Bruno Torfs










SETE CORES DE UMA PROMESSA



Alguém deve saber o que é a autêntica solidão. Não ter uma voz, um ouvido de empréstimo. Desabafar: o que necessita ser dito. Ouvir: o que precisa se evacuar. Para não explodir, nem sucumbir ao vazio absoluto, não vazar solidão pelos poros. Alguém deve viver numa profunda solidão. Ser tocado por engano, quando, pelo cobrador de ônibus é atingido sem intenção, encostando levemente os dedos na pele carente, criando um prazeroso atrito; ou quando de súbito sofre-se de algum profundo mal-estar e precisa-se com urgência ser socorrido, e assim novamente ser tocado: migalhas de toque. É um conforma-se pela aproximação fria, indiferente, alheia à vontade íntima. Deleitar-se do contato estranho para saciar a ânsia. Depois, escondido, deixar lavar a face, calmamente, com um choro legítimo de vergonha, límpido, como se estivesse batizando o rosto pecador.

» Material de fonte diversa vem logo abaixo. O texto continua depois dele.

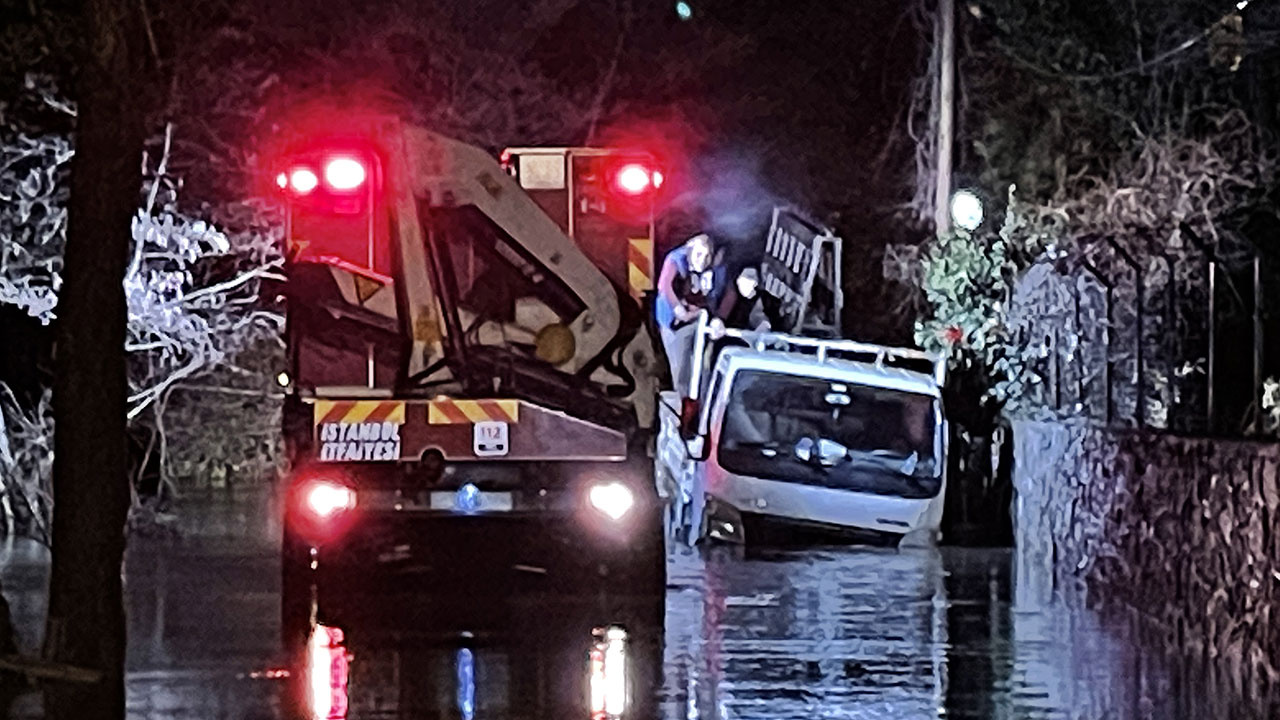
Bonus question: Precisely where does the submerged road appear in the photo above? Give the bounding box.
[0,484,1280,720]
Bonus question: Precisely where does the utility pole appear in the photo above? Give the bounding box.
[933,0,956,237]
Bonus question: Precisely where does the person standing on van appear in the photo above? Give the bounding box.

Todos esses fracos homens, bebendo seus cafezinhos, falando o quanto a vida é incrível, compartilhando silencio e cigarros, ah, são os mesmos homens que ao chegar à suas casas, lembram das horas que compartilharam vazios e silêncio. Sendo tudo que tinham, um breve instante deveria eternizasse; para depois não sentir o vácuo que de maneira inevitável os perseguirão. O remorso nunca deveria chegar, mais chega logo depois, aproximando-se como que não quer nada; e querendo tudo, toda integridade. Busca-se novamente uma forma de escapismo, uma fuga, um desesperado subterfúgio. Então, neste momento não há lugar para arrependimento, o vazio dar lugar a outro vago, disfarçado de prazer, o prazer de levar à mão entre as pernas e forçar um deleite subjetivo. Experimentando na lucidez, a crua sensação de estar reduzido na excitação imaginativa: olhos fechados, visualizando o foco da alacridade: uma mulher com formas convidativas, ou um homem de aparência varonil e imponente. Nesta espécie de gozo, não há limitação do corpo, desfruta-se de tudo, de todos os gostos, de todos os contornos, texturas, dos seletos orifícios, dos dilatados toques e das variadas temperaturas.

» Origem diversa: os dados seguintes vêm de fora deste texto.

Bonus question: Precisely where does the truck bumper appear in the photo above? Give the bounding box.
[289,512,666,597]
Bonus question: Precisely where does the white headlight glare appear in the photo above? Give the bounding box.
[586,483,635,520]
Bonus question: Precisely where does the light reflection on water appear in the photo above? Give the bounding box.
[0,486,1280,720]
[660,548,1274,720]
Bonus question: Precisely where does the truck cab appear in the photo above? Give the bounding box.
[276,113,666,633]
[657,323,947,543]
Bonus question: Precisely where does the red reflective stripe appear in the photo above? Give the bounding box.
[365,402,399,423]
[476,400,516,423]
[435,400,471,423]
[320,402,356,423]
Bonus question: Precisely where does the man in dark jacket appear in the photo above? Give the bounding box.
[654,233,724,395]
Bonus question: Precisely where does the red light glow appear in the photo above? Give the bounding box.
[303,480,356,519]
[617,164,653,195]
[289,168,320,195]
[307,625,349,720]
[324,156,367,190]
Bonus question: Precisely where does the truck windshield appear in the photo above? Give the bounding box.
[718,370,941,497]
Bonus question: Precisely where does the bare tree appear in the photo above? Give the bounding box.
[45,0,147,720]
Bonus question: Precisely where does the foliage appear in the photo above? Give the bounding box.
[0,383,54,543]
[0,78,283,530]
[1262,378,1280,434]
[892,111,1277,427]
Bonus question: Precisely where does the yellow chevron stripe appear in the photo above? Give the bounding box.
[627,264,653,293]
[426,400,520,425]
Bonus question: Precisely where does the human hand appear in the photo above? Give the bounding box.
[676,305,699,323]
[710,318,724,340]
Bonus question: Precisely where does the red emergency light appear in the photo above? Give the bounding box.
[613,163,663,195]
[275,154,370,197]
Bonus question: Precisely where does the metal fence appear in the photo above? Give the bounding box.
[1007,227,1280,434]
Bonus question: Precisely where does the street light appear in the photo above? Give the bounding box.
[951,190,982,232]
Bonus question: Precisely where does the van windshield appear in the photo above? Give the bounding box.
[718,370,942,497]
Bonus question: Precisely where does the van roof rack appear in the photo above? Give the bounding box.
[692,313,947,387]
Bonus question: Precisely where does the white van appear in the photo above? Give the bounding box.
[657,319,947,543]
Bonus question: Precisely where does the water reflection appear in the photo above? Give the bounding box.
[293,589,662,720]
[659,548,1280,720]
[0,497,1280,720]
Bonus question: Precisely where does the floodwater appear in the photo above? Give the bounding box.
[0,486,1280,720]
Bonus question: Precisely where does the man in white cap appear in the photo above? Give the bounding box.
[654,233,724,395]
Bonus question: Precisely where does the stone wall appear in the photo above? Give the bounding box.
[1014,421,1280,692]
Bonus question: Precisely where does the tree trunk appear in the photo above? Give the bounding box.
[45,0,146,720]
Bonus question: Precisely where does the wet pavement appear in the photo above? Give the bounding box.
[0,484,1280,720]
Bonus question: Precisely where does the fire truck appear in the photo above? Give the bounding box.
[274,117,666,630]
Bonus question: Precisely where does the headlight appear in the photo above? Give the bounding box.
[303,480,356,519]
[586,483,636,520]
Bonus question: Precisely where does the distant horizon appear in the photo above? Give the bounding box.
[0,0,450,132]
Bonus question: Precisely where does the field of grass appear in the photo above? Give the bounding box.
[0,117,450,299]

É homem. É mulher. Humanos vivendo indiscutivelmente de intenções. Gente obstinada, sobrevivendo de suas misérias. Ai meu Deus, e eu que não sei me comportar diante da miséria alheia. Eu que tento forjar no rosto um sorriso sem graça, para não ferir a humildade que não é minha, que a mim não pertence, não cabe, comovo-me. Comovo-me, porém não aceito esta situação de extrema aceitação. Agora, esta claridade solar que vaza pelas frestas dos tijolos trincados, dos amontoados de tijolos queimados passando-se por paredes de proteção... Pelas frestas da minha fraqueza, aproxima-me de todas minhas misérias humanas. Agora, talvez só agora, essa gota de chuva que cai do teto, umedecendo o chão seco, escorrendo para o nada... Para a coisa nula. Esta lâmpada fraca, suspensa em fios elétricos. Essa luz infértil, que não me aquece, e essas cores tímidas. Ai meu Deus, estou submerso por espelhos, e tudo reflete o que sou forçando-me a assumir esta miséria que se apresenta ante a mim. E os sons? Não há som. É uma carência de tudo, e é também a ausência do nada. O nada me supriria, o nada me bastaria.

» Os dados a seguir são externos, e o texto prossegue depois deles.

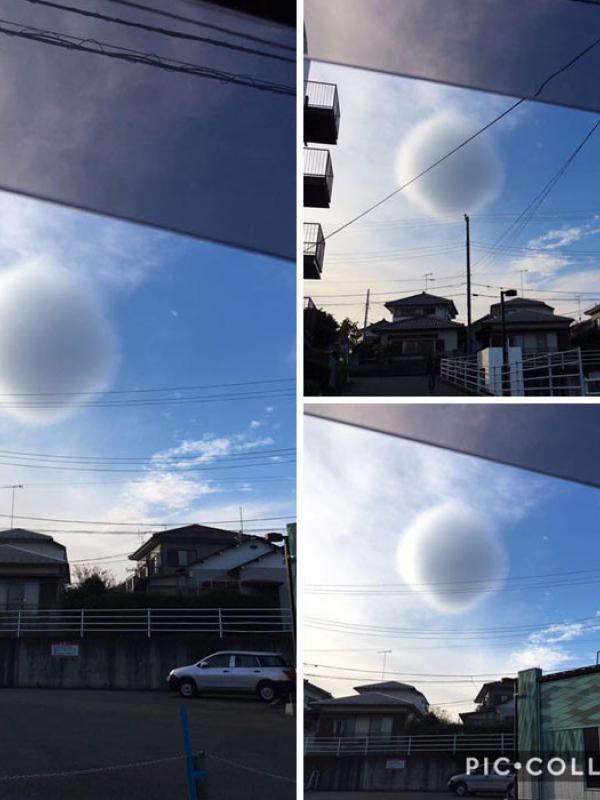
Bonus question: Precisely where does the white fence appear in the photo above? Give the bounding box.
[0,608,292,638]
[304,733,515,756]
[440,348,600,397]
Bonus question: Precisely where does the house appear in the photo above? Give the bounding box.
[517,664,600,800]
[473,297,573,355]
[304,678,333,711]
[571,303,600,350]
[459,678,517,729]
[309,681,429,737]
[0,528,70,610]
[368,292,464,359]
[126,525,289,608]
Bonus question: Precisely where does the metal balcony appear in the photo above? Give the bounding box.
[304,222,325,280]
[304,147,333,208]
[304,81,340,144]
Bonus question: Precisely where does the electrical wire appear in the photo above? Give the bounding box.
[0,19,296,97]
[108,0,296,54]
[24,0,296,64]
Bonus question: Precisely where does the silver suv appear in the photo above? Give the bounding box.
[167,650,296,702]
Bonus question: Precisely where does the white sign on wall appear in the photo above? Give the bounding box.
[50,642,79,658]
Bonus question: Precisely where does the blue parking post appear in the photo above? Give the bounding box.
[179,706,208,800]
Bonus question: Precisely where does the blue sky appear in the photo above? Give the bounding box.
[305,62,600,321]
[303,416,600,713]
[0,194,295,576]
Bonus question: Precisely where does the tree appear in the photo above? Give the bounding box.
[304,308,339,350]
[339,317,362,347]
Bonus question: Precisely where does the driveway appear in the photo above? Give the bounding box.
[304,792,452,800]
[0,689,296,800]
[342,375,466,397]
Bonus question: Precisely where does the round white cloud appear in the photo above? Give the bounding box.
[396,112,504,219]
[398,502,508,613]
[0,264,118,424]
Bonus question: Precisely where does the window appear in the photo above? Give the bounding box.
[583,728,600,789]
[167,550,197,567]
[202,653,231,669]
[258,656,286,667]
[234,655,260,669]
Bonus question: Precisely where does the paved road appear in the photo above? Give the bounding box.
[343,375,465,397]
[0,689,296,800]
[304,792,452,800]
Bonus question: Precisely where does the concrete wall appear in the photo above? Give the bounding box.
[0,634,292,689]
[304,753,465,796]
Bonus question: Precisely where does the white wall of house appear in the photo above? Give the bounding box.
[0,578,40,610]
[381,328,458,353]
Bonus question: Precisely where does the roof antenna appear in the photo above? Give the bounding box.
[2,483,23,530]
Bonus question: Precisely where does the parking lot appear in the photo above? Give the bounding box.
[0,689,296,800]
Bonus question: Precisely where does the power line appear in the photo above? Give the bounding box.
[305,569,600,589]
[9,476,296,489]
[0,389,296,408]
[0,378,296,397]
[25,0,296,64]
[304,671,504,684]
[0,458,296,478]
[103,0,296,53]
[478,119,600,266]
[304,661,514,678]
[0,447,296,468]
[0,19,296,97]
[0,514,295,533]
[325,29,600,239]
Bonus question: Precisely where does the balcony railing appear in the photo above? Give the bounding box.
[304,147,333,208]
[304,81,340,144]
[304,222,325,280]
[304,733,515,756]
[0,608,292,638]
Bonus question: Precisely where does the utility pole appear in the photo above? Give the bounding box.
[363,289,371,342]
[465,214,472,355]
[379,650,392,681]
[519,269,529,297]
[1,483,23,528]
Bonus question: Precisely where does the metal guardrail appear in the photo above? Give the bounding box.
[304,222,325,272]
[440,348,600,397]
[304,733,515,756]
[0,608,292,639]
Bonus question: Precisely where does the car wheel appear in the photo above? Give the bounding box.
[256,681,277,703]
[179,678,196,697]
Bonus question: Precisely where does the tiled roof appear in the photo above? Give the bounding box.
[386,292,454,306]
[374,317,464,333]
[319,692,422,708]
[0,544,67,567]
[0,528,54,542]
[476,309,573,325]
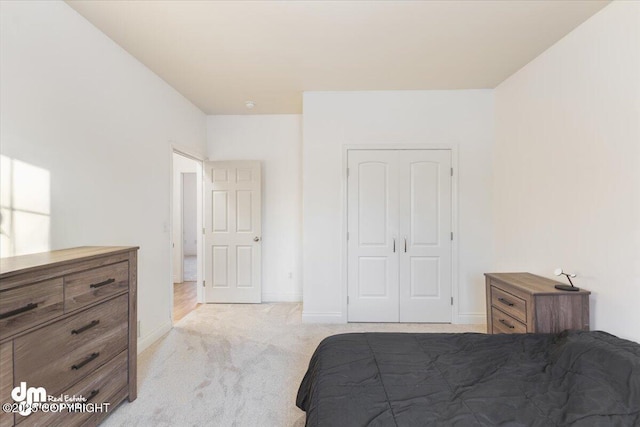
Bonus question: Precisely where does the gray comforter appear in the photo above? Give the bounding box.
[296,332,640,427]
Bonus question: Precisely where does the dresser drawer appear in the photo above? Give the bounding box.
[0,278,63,339]
[16,351,128,427]
[491,307,527,334]
[14,294,128,395]
[64,261,129,312]
[0,341,13,427]
[491,286,527,323]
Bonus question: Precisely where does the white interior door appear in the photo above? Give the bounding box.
[399,150,451,322]
[204,161,262,303]
[347,150,452,322]
[348,150,399,322]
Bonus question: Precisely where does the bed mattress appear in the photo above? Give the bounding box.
[296,331,640,427]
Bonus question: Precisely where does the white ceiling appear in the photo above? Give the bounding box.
[67,0,608,114]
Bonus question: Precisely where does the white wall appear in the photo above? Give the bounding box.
[303,90,494,323]
[207,115,302,301]
[494,2,640,341]
[0,1,206,350]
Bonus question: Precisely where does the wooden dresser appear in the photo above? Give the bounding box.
[485,273,591,334]
[0,247,138,427]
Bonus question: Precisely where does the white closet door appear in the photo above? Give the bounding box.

Translúcida, mais uma gotinha cai do teto, escorre pelos fios elétricos e estanca na lâmpada iluminada. Umedece a alma sedenta de vitalidade humana. Ela jamais precisará de um corpo penitenciado, maculado pela vida diária, só a alma sobrevive, sem fome. Esta fome que não tem lugar, nem espaço, que preenche o nada, o oco da inexistência. Inexistência, persistida da fome dolorida, tão dolorida por não existir, na vontade de continuar a doer, torturar. A gota de água atravessada por luz. Luz quente criando sete cores, sete cores de vida. Sete cores formando um arco suspenso no ar, de uma parede à outra. No fim do arco de luz: um tesouro. O tesouro inalcançável... Apenas a promessa de um tesouro, tão estimado, tão abastado, meramente por ser uma promessa. Apenas a promessa salva. Ela que preenche a inexistência, anula o remorso, o vazio.

Assim seguimos, assim sobrevivo... Da promessa das sete cores, do arco de luz, que nada mais é do que o juramento de vida. O arco-íris de esperança. E aquilo que antes pensei ser uma pálida cor, era vívidas e fortes corzinhas, timidamente fechadas em si.